GNUPLot will draw simple figures much more cleanly than Powerpoint, and export them in many formats.
I've become able to do very sophisticated drawings in PowerPoint; that's how I make the final versions of all the figures for my talks and manuscripts. I like it because it gives me much more control over such visual features as fonts and placement. I often start with a graph or other figure from Excel, or that the postdoc has created in R, but I change the labels and legends to make everything as easy as possible to understand.
Xfig will draw simple figures much more cleanly than Powerpoint, and export them in many formats.
Eric Lund wrote:
Today it would be unthinkable to publish any but the simplest of figures in black and white.
Unfortunately, there are still journals that charge authors for printing color figures. So I have papers with color figures in the arxiv and online-journal version, but they're black & white in the printed journal. But who uses paper journals now anyway?
I would give my eye teeth (if I could find them) for software that would make it easy to make a nice unit circle with labels. You can be sure I'm watching all these comments for ideas.
I try very hard to make all my figures black and white, because I've seen far too many xeroxed course readers in which the pretty color figures have been reduced to a uniform gray rectangle.
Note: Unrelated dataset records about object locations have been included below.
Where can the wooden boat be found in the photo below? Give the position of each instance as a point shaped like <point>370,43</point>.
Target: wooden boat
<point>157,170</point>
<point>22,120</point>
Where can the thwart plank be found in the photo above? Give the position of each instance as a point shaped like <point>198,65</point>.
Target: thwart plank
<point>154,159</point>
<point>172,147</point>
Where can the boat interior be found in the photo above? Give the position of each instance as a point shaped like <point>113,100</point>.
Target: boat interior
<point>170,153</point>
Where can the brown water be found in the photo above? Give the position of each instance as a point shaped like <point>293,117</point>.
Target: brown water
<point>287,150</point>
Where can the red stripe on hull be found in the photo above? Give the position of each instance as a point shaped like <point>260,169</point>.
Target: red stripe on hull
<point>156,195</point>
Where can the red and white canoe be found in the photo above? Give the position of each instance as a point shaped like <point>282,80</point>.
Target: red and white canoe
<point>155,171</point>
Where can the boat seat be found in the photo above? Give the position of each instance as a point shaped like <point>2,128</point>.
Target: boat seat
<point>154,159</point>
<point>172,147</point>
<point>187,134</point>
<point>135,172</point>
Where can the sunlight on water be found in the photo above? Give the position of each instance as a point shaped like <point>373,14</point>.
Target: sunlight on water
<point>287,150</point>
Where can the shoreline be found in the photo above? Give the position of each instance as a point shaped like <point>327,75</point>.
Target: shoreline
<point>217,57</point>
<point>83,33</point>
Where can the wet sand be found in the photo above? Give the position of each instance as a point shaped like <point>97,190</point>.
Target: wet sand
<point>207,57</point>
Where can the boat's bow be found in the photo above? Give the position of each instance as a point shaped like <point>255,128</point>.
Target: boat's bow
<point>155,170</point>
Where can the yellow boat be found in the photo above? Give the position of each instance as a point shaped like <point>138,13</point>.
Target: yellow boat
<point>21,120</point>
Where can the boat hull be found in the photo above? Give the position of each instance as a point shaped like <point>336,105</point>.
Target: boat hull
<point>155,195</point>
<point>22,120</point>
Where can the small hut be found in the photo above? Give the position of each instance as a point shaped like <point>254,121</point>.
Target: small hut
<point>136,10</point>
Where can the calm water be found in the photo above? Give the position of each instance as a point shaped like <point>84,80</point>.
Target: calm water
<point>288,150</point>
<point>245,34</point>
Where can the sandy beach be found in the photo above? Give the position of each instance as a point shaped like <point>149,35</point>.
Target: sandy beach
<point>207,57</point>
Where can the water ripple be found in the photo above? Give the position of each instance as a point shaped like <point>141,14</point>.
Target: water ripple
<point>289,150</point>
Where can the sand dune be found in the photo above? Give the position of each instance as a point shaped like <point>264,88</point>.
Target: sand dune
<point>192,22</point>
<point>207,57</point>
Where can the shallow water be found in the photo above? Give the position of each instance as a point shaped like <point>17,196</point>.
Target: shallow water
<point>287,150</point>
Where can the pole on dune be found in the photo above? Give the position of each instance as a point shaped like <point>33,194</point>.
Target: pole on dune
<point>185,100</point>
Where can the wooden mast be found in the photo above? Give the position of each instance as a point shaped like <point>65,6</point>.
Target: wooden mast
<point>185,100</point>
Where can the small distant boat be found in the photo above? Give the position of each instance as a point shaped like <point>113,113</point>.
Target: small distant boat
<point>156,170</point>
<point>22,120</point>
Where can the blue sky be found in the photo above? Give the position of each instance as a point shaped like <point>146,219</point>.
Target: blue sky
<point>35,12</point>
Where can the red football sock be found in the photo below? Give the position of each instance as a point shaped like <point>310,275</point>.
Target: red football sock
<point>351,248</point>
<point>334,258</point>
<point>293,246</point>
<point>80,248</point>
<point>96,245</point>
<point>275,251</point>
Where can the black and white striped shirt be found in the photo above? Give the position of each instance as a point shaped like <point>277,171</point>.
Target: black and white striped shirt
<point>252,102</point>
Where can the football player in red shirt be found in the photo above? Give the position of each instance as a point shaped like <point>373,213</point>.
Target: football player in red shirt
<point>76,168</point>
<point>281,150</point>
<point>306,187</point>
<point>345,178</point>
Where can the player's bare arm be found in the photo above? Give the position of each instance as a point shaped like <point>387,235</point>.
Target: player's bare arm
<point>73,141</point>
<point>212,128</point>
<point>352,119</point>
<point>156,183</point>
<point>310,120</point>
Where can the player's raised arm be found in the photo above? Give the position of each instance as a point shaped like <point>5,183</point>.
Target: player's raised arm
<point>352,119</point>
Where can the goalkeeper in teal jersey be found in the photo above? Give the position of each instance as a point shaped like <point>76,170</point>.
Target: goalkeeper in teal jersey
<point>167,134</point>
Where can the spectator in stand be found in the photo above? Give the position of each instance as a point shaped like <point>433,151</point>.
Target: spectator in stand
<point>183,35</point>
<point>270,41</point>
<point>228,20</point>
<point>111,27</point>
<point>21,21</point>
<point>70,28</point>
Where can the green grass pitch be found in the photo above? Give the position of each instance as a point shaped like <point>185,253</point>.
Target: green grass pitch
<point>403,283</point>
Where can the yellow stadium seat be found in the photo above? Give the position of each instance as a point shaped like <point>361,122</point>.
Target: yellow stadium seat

Sometimes, though, it's just unavoidable.
If you go back a century or two, there's more interesting stuff to be found in the images. In the early 1800s images weren't "reporting" but "instructing" so people drew what they thought they ought to see, rather than what they saw. Later in that century the fashion flipped around and the pictures were more or less "raw", with individual lens blemishes and all.
It's a really enjoyable area of science history.
Your comment also applies to textbooks. Over the past two centuries there was a gradual transition from beautiful engravings of actual devices to photos of actual products to a graphic artist's impression of something they have never used. I am always pleased when I see a textbook that has actual drawings by the author, drawings that look like what a student should draw.
That figure of the Michelson-Morley apparatus was almost certainly produced by an artist unless one of the authors was a good draftsman with india ink (and that assumes the journal had shifted from engravings to photoengraving). Even photoengraving by journals needed a quality original (original india ink drawing, 8x10 glossy made from same, or a negative) with rules on line thicknesses and contrast well into the 1980s.
Is there any info from the AIP on when they switched from engravings to photoengraving (which was still new in 1887), or when they moved away from actual typesetting?